About the Role
Medior ML engineer
Requirements
Requirements
3+ years of professional experience in machine learning or a related field.
MSc in Computer Science, Data Science, Artificial Intelligence, or a relevant field.
Strong experience with classical machine learning techniques (regression, classification, etc.).
Proficiency in Python, with expertise in TensorFlow, PyTorch, and Scikit-learn.
Experience with AWS sagemaker, EC2 and Dockers for model deployment.
Familiarity with cloud-based services and SQL.
Strong coding practices (PEP8, unit tests, mock, logging, debugging, Git, etc.).
Excellent verbal and written communication skills in English.

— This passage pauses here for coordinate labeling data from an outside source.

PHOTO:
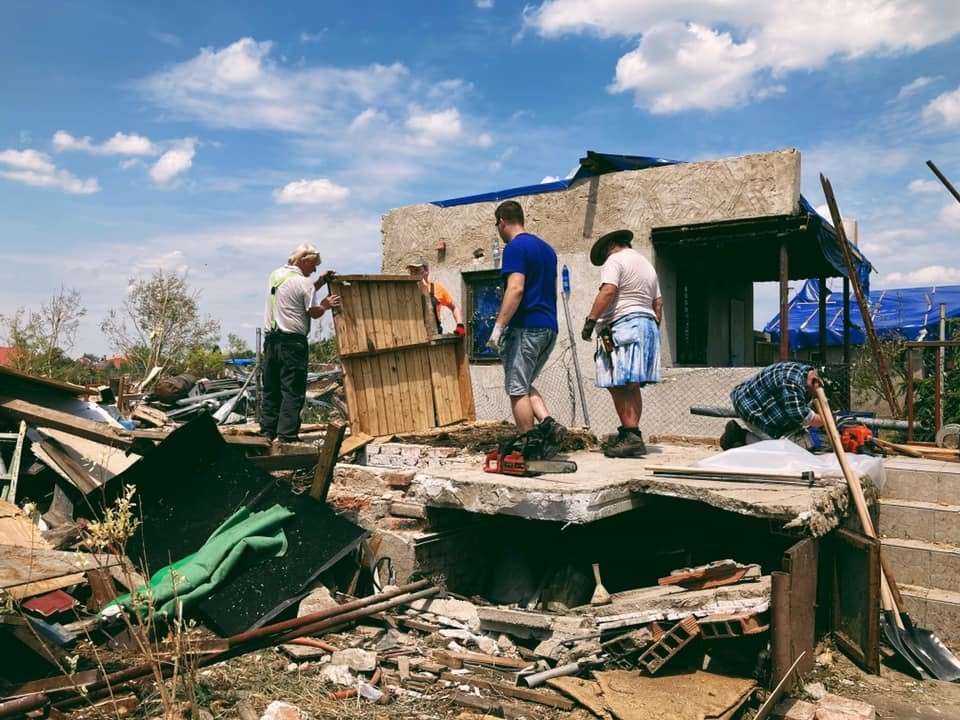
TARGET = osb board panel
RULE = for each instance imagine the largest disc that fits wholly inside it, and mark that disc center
(378, 313)
(390, 392)
(572, 219)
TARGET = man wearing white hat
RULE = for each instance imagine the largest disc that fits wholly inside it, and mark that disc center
(627, 312)
(290, 307)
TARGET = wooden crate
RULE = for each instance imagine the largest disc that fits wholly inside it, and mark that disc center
(398, 375)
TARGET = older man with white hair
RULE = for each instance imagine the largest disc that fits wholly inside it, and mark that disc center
(290, 307)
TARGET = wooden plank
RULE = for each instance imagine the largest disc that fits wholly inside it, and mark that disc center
(495, 661)
(464, 381)
(350, 395)
(326, 461)
(72, 424)
(443, 376)
(354, 442)
(422, 388)
(801, 562)
(542, 697)
(74, 471)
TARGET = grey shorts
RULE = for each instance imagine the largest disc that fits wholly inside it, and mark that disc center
(525, 351)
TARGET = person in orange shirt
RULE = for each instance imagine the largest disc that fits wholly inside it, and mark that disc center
(439, 295)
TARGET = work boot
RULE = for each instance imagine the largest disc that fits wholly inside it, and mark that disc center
(552, 434)
(611, 439)
(629, 445)
(733, 436)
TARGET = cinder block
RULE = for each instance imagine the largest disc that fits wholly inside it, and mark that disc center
(793, 709)
(835, 707)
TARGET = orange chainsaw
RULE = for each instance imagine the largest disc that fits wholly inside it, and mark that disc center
(513, 463)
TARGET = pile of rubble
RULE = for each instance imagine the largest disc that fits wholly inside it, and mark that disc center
(237, 551)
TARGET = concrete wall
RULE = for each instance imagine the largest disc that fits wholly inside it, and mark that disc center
(571, 220)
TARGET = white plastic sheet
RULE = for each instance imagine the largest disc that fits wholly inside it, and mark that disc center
(783, 456)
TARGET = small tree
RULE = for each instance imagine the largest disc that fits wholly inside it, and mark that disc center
(159, 322)
(237, 347)
(42, 339)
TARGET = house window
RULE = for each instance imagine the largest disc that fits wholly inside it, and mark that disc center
(692, 313)
(484, 294)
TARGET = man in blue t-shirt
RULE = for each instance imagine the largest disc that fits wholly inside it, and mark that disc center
(526, 326)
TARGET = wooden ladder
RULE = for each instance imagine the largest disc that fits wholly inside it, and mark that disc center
(8, 477)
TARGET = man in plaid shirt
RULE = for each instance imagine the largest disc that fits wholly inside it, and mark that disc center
(776, 402)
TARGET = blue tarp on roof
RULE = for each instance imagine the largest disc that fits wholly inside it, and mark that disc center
(908, 312)
(595, 164)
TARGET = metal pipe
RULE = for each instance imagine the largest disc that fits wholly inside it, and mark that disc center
(943, 178)
(941, 357)
(565, 275)
(267, 635)
(909, 395)
(535, 679)
(784, 300)
(21, 705)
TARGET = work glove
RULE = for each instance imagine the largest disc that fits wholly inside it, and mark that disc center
(493, 342)
(588, 326)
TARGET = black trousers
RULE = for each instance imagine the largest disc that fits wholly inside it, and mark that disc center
(284, 384)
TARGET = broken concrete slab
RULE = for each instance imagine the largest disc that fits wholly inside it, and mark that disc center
(602, 487)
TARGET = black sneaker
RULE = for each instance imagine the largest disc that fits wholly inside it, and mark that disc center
(629, 445)
(552, 434)
(611, 439)
(733, 436)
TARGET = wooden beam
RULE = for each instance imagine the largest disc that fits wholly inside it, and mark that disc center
(326, 461)
(72, 424)
(883, 369)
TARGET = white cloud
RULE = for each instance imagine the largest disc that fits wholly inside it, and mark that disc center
(726, 53)
(431, 128)
(924, 186)
(483, 140)
(311, 192)
(950, 215)
(174, 162)
(241, 86)
(31, 167)
(166, 38)
(929, 275)
(119, 144)
(914, 87)
(944, 110)
(717, 71)
(366, 118)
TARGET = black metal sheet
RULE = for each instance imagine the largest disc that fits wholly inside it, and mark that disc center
(190, 484)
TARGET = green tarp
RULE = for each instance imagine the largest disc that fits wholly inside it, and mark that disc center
(244, 534)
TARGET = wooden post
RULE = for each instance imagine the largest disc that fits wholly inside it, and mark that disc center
(784, 300)
(326, 461)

Living in Amsterdam or willing to relocate.
Nice to have
Experience with ETL pipelines and Spark.
Familiarity with C++.
Familiarity with R.
Familiarity with Kubernetes.
About the Company
As a Medior ML Engineer at Neurocast, your primary focus will be designing, deploying, and maintaining machine learning models. You’ll ensure that these models are efficient, scalable, and perform optimally in production. This role involves developing and fine-tuning models, deploying them into production, ensuring scalability and performance, managing MLOps infrastructure, and experimenting with and monitoring model performance. You will be integral in driving machine learning solutions that meet real-world application requirements. This position is for you if:
You enjoy experimenting with new techniques to improve model performance.
You can translate business problems into scientific and technical steps.
You are passionate about ensuring the reliability and scalability of machine learning models.
You thrive in a collaborative environment and can effectively communicate your work to non-technical teams.
Key Responsibilities
Model Development: Build and fine-tune ML models using TensorFlow, PyTorch, or Scikit-learn.
Model Deployment: Deploy ML models into production using AWS SageMaker and EC2.
Optimization & Fine-Tuning: Continuously improve model performance, accuracy, and efficiency.
MLOps: Manage ML infrastructure, including model training pipelines and model deployment workflows.
Experimentation & Monitoring: Monitor and evaluate model performance, ensuring it meets production needs.
Scalability & Performance: Optimize models for both scalability and performance in production environments.
Programming: Use Python for model development and integration tasks.
Key Performance Indicators
Successful deployment and optimization of machine learning models in production.
High-quality, well-structured data pipelines and features for ML models.
Continuous improvement of model performance and scalability.Effective collaboration with cross-functional teams for seamless model integration.